Davanın bittiğini, hükmün kesinleştiğini; ama o araştırmanın bitmediğini hatırlatıp devam edelim.
Duruşmaya gözlemci göndereceğini belirten Genelkurmay Başkanı Akar son olarak, “Karadayı, Çevik Bir, Erol Özkasnak komutanlarımız bizim için çok değerli. Vural Avar’la çalıştım, ekmeğini yedim.” ifadelerini kullanıp avukata diğer detayları İlhan Talu ve Muharrem Köse ile görüşmesini söyler. Ayrılırken de, “Bu benim özel telefon numaram. Herhangi bir sıkıntı olduğunda her zaman arayabilirsin.” diyerek bir numara verir.
Akar gittikten sonra Talu ve Köse’yle başka bir odaya geçen Avukat, “Komutanlardan talepler olur, onlar da yerine getirilmesi talimatını verir; ama devlette işler böyle yürümez. Her şeyin bir kuralı, kaidesi var.” şeklinde sözlere muhatap olur. Avukat, bu iki isme davayla ilgili daha detaylı bilgi verir. Konu Tamer Tatar’ın geçmişine geldiğinde ise, “Tamam, o bilgileri vereceğiz; ama fiziki olarak ve resmen veremeyiz. Bir daha geldiğinizde flash bellek getirirseniz ona yükleriz.” denir ve toplantı biter.
Oysa Genelkurmay’a flash bellekle girmek yasaktır. Avukat da bunu bildiği için bir daha gitmez; yani Akar’ın o talimatı da yerine gelmemiş olur!..

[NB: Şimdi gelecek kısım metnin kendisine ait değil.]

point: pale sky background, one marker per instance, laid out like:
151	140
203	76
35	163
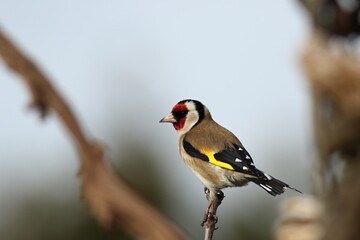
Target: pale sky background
122	65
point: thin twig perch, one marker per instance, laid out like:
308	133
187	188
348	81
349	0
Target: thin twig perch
210	219
109	199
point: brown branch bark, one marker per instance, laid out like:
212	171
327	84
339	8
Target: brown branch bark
334	77
210	219
109	199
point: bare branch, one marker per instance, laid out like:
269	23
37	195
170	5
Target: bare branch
210	219
110	200
334	77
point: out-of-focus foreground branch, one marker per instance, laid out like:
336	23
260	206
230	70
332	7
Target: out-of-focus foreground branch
334	77
111	201
332	67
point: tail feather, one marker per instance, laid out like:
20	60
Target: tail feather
272	185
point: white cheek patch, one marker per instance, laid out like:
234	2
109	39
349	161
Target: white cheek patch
191	118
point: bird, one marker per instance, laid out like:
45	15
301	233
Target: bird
213	153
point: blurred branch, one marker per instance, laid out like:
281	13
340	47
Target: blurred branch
109	199
210	219
334	76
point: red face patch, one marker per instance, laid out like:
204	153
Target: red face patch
180	112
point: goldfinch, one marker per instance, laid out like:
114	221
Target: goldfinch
213	153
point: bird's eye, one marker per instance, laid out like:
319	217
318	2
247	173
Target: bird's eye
180	114
183	113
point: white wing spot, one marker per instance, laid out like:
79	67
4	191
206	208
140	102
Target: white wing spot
268	176
267	187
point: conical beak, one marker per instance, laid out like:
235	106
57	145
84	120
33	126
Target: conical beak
169	118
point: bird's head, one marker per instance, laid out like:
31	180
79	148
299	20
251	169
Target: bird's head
185	115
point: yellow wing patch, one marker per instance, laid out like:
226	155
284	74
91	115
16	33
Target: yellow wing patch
212	160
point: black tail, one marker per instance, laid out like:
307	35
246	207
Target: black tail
272	185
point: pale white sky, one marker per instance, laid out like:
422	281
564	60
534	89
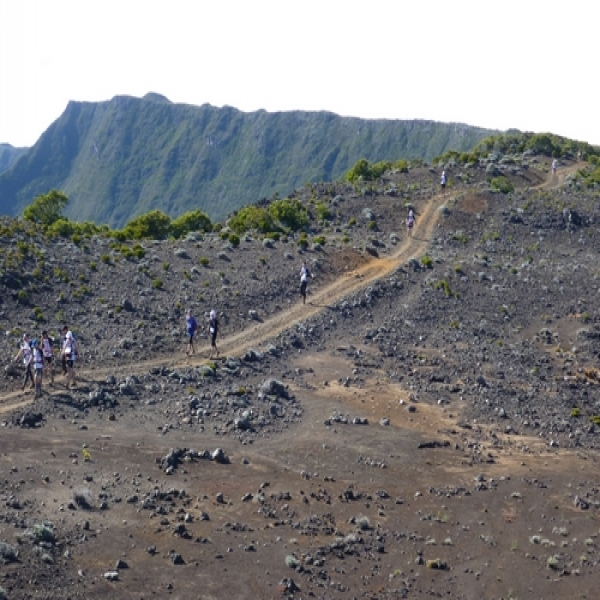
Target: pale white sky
528	64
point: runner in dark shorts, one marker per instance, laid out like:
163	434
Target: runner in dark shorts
48	354
213	330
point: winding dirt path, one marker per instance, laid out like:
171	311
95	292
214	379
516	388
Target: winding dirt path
259	333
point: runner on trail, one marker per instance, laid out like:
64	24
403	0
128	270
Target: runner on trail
63	358
304	275
410	221
213	330
25	352
69	352
38	366
191	325
48	353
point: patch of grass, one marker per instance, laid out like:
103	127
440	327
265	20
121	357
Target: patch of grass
442	284
459	236
291	561
427	262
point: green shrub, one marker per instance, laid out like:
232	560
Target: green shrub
154	225
194	220
290	213
252	217
303	242
323	212
138	251
401	165
443	285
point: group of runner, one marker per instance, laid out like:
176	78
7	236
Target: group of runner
191	327
38	358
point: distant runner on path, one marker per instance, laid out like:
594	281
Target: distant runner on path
191	326
38	366
213	330
69	352
27	355
304	275
48	353
410	222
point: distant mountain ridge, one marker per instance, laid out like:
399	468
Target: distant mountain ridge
123	157
9	156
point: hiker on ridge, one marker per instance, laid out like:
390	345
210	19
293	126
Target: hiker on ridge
69	352
38	366
213	330
25	352
48	352
304	275
191	326
63	358
410	221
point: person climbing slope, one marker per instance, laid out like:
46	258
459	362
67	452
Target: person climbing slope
69	352
304	275
191	326
38	366
25	352
213	330
410	222
48	353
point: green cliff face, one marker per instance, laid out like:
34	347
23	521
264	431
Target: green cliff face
126	156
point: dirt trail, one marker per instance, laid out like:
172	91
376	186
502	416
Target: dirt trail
259	333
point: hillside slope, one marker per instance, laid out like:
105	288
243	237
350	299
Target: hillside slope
126	156
9	156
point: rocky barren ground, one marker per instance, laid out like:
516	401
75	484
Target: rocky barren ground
426	426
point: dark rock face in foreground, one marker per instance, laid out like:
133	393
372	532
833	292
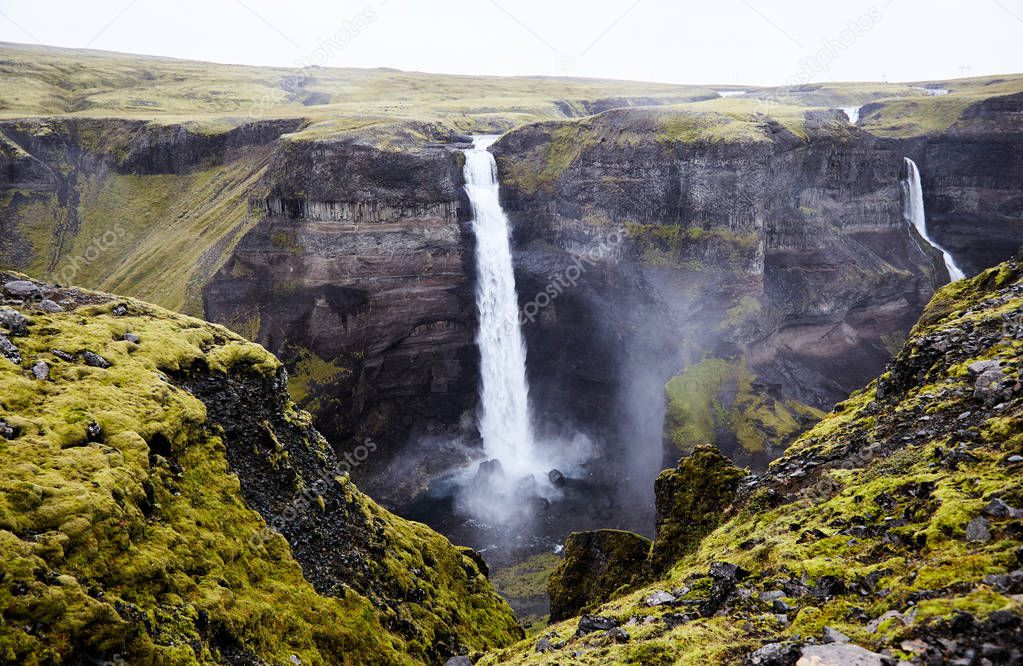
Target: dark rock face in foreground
692	500
779	250
164	500
595	565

O Telefon 6 Yıl Sonra Arandığında
Son birkaç not daha paylaşalım.
28 Şubat dava dosyası Yargıtay’a gittiğinde, sanıklardan birisi Milli Savunma Bakanı Hulusi Akar’a mektup yazar. Mektupta “delil” kabul edilen belgelerin gerçek olup olmadığının araştırılması için Genelkurmay’da bir heyet oluşturulup bunların incelenmesine yönelik taleplerini mahkemenin reddettiğini hatırlatan emekli komutan, “Lütfen siz bir heyet oluşturun ve inceletin” der.
Hiçbir cevap gelmez!..
Aynı komutan, bu defa Genelkurmay Başkanı Orgeneral Yaşar Güler’e aynı içerikte bir mektup gönderir. Genelkurmay’dan birisi arayıp o belgelerin “inceleneceği” bilgisini verir; ama bir daha oradan da ses çıkmaz!..
Ve 30 Haziran’da Yargıtay cezaları onar, Ağustos ortasında da karar infaz edilip 14 emekli general hapse gönderilir.
İşte o gözaltılar sırasında, 6 yıl önce Genelkurmay’a davet edilen avukat, kendisine verdiği telefon numarasından Milli Savunma Bakanı Hulusi Akar’ı arar. Telefon Akar’ın özel numarası değil, Özel Kalem’in numarasıdır. Avukat, telefonu açan yetkiliye, Akar’la 6 yıl önceki görüşmelerinden söz edip gözaltı süreci hakkında kendisine bilgi vermek istediğini söyler. Yetkili yarım saat sonra kendisine döneceklerini bildirir ve gerçekten de yarım saat sonra arar.
Sonuç mu?
Akar’ın Afganistan konusundan dolayı çok yoğun olduğu, toplantıdan toplantıya koştuğu, basına açıklama üstüne açıklama yapmak durumunda kaldığı anlatılıp, “İleride sizi arayacağız.” denir.
Tüm bunlardan sonra soralım:
Akar’ın birinci elden tanık olduğu 28 Şubat süreci hakkında konuşmasının imkân ve ihtimali var mıdır?!